Nei Messias Vieira (*)

1. INTRODUÇÃO
O problema posto é a possibilidade de renúncia, por magistrado trabalhista, à promoção já efetivada para o cargo de juiz titular de vara, retornando, então, ao cargo de juiz do trabalho substituto.

Não existe previsão da renúncia na legislação específica que regulamenta a magistratura nacional. Existe, porém, a previsão de renúncia à promoção para os membros do Ministério Público da União, no `PAR` 4° do art. 199 da Lei Complementar n° 75/1993[1].

Vistas essas informações, a solução da questão parece passar por duas etapas. Na primeira, indaga-se se a falta, na legislação, incluindo na Lei Orgânica da Magistratura Nacional - Lei Complementar n° 35/1979, de dispositivo prevendo a renúncia é omissão intencional, implicando vedação da prática do ato, ou é mera lacuna legislativa. Se se concluir por esta última hipótese, adentra-se a segunda etapa: indaga-se se a lacuna legislativa constitui impedimento à renúncia.

2. HÁ OMISSÃO INTENCIONAL NA LEGISLAÇÃO?

Primeiramente merece resposta a pergunta: qual o eventual motivo para vedação à renúncia?

Qual direito ou garantia seria protegido pela vedação à renúncia e motivaria a proibição desse ato?

Dentre o rol das garantias da magistratura, identifica-se a inamovibilidade em eventual contraposição à renúncia (vista a inamovibilidade como instrumento para se manter a independência no exercício da função e, conseqüentemente, como instrumento para a garantia objetiva e institucional da independência do Poder Judiciário).

A inamovibilidade, obviamente, não é absoluta. Visa impedir a movimentação sem aquiescência ou sem manifestação volitiva do juiz e se aplica nas escalas horizontal e vertical da magistratura; logo, a aquiescência ou a manifestação de vontade servem tanto para garantir a permanência do magistrado no exercício da função em que se encontra, quanto para permitir sua remoção ou promoção.Essa regra está claramente estampada no art. 30 da LC n° 35/1979[2].

Além disso, é possível a remoção compulsória, por imperiosa necessidade pública.
No mesmo sentido está claramente redigido o art. 654, `PAR` 5°, alíneas "a" e "b" da CLT[3], que prevêem a remoção do juiz presidente de vara somente a pedido, ou a promoção de juiz substituto a juiz presidente de vara mediante aceitação facultativa. Não por outra razão, os tribunais do trabalho usualmente estipulam, nos editais de concurso para promoção, cláusula afirmando a renúncia tácita à promoção por aqueles que não se inscrevam.

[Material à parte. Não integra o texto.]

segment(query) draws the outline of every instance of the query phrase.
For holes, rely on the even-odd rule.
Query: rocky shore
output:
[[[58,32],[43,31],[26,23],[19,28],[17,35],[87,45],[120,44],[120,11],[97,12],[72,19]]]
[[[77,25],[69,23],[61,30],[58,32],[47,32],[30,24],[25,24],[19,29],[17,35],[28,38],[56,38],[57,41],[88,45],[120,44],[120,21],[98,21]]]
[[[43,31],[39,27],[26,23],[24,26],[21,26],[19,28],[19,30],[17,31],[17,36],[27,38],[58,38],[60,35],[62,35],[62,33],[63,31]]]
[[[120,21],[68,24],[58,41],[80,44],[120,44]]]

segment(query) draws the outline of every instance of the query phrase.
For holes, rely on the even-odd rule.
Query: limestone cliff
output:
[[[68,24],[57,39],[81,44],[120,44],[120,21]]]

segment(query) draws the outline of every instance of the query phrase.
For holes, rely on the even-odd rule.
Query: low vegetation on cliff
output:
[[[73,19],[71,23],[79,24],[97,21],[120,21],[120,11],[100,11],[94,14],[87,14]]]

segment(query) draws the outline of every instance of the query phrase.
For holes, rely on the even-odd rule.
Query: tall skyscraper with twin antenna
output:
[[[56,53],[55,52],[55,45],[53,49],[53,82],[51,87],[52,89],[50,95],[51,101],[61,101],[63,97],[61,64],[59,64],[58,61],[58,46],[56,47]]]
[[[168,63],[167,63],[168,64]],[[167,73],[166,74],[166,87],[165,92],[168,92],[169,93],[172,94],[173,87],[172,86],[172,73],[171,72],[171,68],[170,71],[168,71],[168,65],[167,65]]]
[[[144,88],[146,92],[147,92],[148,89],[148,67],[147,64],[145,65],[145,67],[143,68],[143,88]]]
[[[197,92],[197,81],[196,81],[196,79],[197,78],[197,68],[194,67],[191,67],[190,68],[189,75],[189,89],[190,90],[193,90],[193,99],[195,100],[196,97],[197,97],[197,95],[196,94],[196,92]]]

Indiscutível, pois, que a promoção do juiz do trabalho substituto é ato volitivo e sujeito à renúncia à preferência, o que obviamente não significa violação à inamovibilidade. Por outro lado, ato volitivo de mesma natureza, visando o retorno à condição de juiz substituto significa alguma violação à inamovibilidade? Tal situação somente se verificaria em situações excepcionais, em que a manifestação de vontade fosse viciada. Em regimes de exceção, a vedação geral à renúncia da promoção, sobretudo tácita, talvez fosse compreensível, para se garantir a independência do Poder Judiciário perante o Poder Executivo, cuja ingerência se agiganta nos períodos ditatoriais. Mas a legislação acima transcrita mostra que, mesmo durante regimes excepcionais no País, admitiu-se a renúncia tácita à promoção ou à remoção, assim como a faculdade da manifestação volitiva pelo juiz.

Então, por que, ao contrário da previsão legal para os membros do Ministério Público da União, não houve taxativa previsão de renúncia para os magistrados da União?

Essa questão nos parece atrelada à forma como se organizam as carreiras. Sendo a carreira do Ministério Público da União organizada nacionalmente, as lotações em qualquer lugar do País ficam acessíveis a todos os membros; isso implica que as remoções devem ser operar também nacionalmente. Todavia, os cargos de promotor, procurador, procurador regional e subprocurador-geral não são distribuídos uniformemente no território nacional. Nem poderiam, haja vista os números de cargos variarem conforme a necessidade de serviço em cada Região administrativa do Ministério Público; e, no caso dos subprocuradores-gerais, os cargos se concentrarem exclusivamente na capital federal.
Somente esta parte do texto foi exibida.